Все было чудесно, только вот голова почему-то не проходила.
– Он ничего не сказал о подарке, – ответил Мэтью. – Он сказал только, что разрешает поставить дом на его земле.
Отец рассмеялся.
– Ну, если хочешь, я все оформлю как надо. Проку от этой земли все равно ни на грош. Что она есть, что ее нет. – Он снова глотнул, на этот раз прямо из горлышка.
– А чего вы хотите от меня? – спросил Мэтью.
– Видишь ли, там, за дорогой, земли не больше, чем на огород. И я, пожалуй, хотел бы, чтоб ты работал со мной и с Эндрю вот здесь, на ферме. Столько, сколько сумеешь, конечно. А потом получал бы какую-то долю от урожая.
– Короче, сколько именно времени я должен на вас работать? Отец неопределенно пожал плечами:
– Ну… если подыщешь себе еще что-нибудь – то поменьше, а если будешь свободен – побольше.

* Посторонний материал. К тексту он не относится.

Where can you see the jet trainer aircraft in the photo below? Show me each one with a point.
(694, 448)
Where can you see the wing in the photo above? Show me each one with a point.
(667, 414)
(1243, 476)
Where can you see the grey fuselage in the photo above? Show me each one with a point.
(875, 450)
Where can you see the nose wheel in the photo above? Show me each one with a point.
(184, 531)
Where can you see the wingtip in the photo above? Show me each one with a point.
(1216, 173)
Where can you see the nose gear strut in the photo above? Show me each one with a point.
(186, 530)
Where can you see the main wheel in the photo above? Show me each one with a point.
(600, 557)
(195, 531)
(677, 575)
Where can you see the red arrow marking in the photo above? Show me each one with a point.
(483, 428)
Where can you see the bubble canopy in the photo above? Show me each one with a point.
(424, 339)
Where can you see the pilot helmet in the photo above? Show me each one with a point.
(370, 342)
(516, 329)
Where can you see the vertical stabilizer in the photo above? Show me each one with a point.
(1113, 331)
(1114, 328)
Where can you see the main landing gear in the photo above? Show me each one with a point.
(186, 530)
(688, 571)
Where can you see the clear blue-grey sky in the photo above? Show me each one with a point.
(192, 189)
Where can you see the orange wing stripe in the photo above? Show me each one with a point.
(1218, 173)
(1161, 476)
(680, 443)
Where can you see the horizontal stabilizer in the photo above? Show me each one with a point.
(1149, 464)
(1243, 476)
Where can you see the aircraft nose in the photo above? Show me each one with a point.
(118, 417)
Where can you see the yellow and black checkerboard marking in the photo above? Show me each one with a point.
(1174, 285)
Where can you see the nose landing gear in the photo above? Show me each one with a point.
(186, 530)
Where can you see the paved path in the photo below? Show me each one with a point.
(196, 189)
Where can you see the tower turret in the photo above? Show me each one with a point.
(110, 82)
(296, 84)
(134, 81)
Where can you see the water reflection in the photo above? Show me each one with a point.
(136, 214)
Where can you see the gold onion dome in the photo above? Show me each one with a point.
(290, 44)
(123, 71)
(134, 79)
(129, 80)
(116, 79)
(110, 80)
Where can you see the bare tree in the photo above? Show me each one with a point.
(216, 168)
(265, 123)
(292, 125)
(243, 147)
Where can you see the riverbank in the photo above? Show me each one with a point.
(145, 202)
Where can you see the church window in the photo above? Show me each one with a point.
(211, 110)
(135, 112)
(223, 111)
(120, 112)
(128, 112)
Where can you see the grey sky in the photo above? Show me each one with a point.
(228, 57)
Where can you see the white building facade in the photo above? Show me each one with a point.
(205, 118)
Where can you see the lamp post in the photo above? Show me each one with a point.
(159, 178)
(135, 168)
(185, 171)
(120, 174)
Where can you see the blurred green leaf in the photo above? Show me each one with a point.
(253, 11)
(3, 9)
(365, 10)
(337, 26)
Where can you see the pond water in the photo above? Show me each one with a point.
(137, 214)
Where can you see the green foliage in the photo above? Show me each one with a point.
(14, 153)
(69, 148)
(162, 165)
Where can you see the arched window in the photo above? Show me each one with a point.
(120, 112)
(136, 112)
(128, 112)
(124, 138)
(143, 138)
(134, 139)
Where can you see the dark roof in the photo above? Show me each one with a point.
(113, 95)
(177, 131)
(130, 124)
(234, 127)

Это было настолько разумно, что даже Мэтью не смог ничего возразить.
– Но почему?
– Ты хочешь сказать, почему я даю тебе землю, хотя хотел видеть Эмми за Саймоном Фентоном?
– Он слишком стар для нее, – перебил Мэтью. – Почти такой же старик, как вы.
Отец глянул на него искоса, и на секунду возникла опасность, что он взорвется, словно горшок, который чересчур плотно закрыли крышкой. Мэтью спокойно наблюдал за ним, но Эммелина не могла больше терпеть все это. Встав, она повернулась спиной к мужчинам и посмотрела на спящую мать.
В ее углу комнаты царствовала тишина. Качалку окружал полумрак: мать сидела, удобно откинув голову, лицо разгладилось, дышало покоем. И Эммелину вдруг захлестнула волна любви. Такого прилива чувств к матери она не испытывала давным-давно, может быть, даже со времени отъезда в Лоуэлл. Стоя возле качалки, она внимательно вглядывалась в бесконечно родное лицо, но неожиданно любовь смыло откуда-то накатившейся жестокой яростью. Мгновение – и ярость прошла, оставив ее обессиленной, едва державшейся на ногах.
Перед глазами все плыло, ноги подкашивались – она опустилась на пол. Заплакала, спрятав лицо в складках свешивающейся с качалки материнской юбки. Не просыпаясь, мать шевельнула рукой и положила ее на голову Эммелины. Рука оказалась почти невесомой, и Эммелину невольно пробрала дрожь.
Двое мужчин между тем спокойно беседовали. Было понятно, что они как-то достигли согласия, хотя на чем оно выстроилось, Эммелина не знала, да и сейчас не вникала в их разговор. Ее целиком поглотило ужасное чувство горя. И это горе не имело к ним отношения, касалось только ее и матери, тех уз, что связывали их когда-то. В те давние времена ей делалось хорошо и спокойно от одной только мысли: мама все понимает. Потом она выучилась обходиться без этого понимания. Ждать его сейчас было бы так же безнадежно, как искать утешения у тени, которую отбрасываешь, когда идешь по дороге, освещенной послеполуденным солнцем.